- A shift in the bond market is giving investors and Federal Reserve officials pause about the economic outlook.
- The concern stems from earlier periods when long-term interest rates slip toward or even below their short-term counterparts, often signaling recessions.
- Philadelphia Fed President Patrick Harker says the central bank must avoid inverting the yield curve, or allowing 10-year Treasury yields to slip beneath two-year rates.
The Federal Reserve’s plan to keep raising interest rates could soon run into a wall of its own making: low long-term borrowing costs that signal expectations for weak economic growth and anemic investment returns for the foreseeable future.
Why is the Fed to blame? It isn’t the only culprit, but the subdued economic recovery from the Great Recession and continued expectations for weakness stem in part from an insufficient, halting policy reaction to the deepest downturn in generations — both from monetary and, importantly, fiscal policy.
In the past, including before the Great Recession, an inverted yield curve — where long-term interest rates fall below their short-term counterparts — has been a reliable predictor of recessions.

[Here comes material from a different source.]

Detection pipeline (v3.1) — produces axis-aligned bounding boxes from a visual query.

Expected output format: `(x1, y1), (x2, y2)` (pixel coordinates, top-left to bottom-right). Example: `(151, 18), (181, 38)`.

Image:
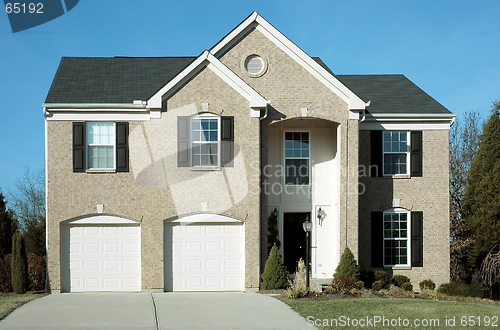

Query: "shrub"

The bond market is not there yet, but a sharp recent flattening of the yield curve has many in the markets watchful and concerned.
The US yield curve is now at its flattest in about 10 years — in other words, since around the time a major credit crunch of was gaining steam. The gap between two-year-note yields and their 10-year counterparts has shrunk to just 0.63 percentage points, the narrowest since November 2007.

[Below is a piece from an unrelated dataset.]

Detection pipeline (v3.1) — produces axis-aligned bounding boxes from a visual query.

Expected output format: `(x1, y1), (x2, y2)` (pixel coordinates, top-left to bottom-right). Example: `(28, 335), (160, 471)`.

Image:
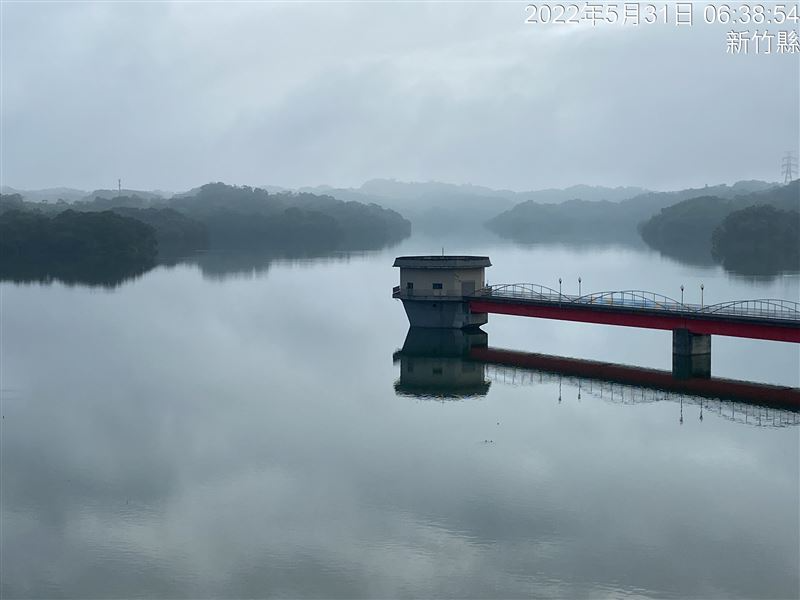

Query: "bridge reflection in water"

Andy Kiersz/Business Insider
In fact, Shyam Rajan, Carol Zhang, and Olivia Lima, rate strategists at Bank of America Merrill Lynch, think low long-term bond yields could prevent the central bank from hiking interest rates further, as it plans to do.
“We believe a pre-condition for the Fed to continue its hiking cycle in 2018 should be higher intermediate and long-term rates,” they wrote in a research note to clients. “Without the latter, we would have doubts on the former.”

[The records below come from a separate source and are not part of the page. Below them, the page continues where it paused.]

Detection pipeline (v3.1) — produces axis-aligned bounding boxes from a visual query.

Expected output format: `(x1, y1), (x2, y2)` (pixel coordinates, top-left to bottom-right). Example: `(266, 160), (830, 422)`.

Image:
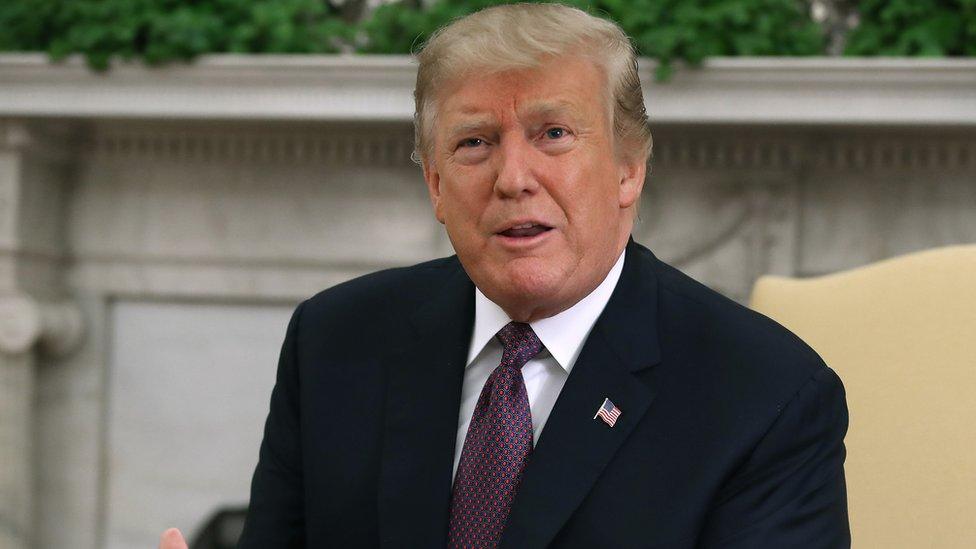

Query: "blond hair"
(413, 2), (652, 164)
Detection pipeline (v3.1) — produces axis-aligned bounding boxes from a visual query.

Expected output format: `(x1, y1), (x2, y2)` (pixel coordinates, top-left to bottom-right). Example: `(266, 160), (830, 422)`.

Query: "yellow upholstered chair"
(749, 245), (976, 548)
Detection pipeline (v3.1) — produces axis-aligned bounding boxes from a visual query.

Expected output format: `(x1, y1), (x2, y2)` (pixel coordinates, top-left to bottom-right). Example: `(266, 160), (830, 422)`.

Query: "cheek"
(441, 176), (489, 230)
(558, 160), (618, 216)
(560, 178), (621, 249)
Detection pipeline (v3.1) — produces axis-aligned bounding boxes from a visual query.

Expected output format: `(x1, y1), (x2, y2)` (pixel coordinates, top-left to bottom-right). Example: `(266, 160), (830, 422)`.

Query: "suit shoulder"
(649, 254), (828, 391)
(299, 255), (459, 327)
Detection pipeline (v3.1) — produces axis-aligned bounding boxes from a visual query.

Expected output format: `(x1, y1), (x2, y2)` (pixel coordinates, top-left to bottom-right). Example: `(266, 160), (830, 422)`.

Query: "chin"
(486, 258), (569, 311)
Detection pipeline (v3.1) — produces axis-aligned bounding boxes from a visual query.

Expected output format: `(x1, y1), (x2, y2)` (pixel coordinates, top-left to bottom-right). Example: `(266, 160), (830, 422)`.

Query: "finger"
(159, 527), (188, 549)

After leaving the official federal funds rate at effectively zero for seven years, the Fed has raised it four times since December 2015, to a range of 1% to 1.25%. It has also begun shrinking a $4.5 trillion balance sheet, largely accumulated as part of extraordinary measures taken during and after the financial crisis.
Philadelphia Fed President Patrick Harker appeared to corroborate the Bank of America analysts’ assumption in an interview with Bloomberg TV earlier this week: He said he was “concerned” about the flattening of the yield curve.
“That’s why the pace of removal of accommodation has to be gradual,” he said. “My goal is to remove accommodation in a way that we do not run the risk of inverting the yield curve.”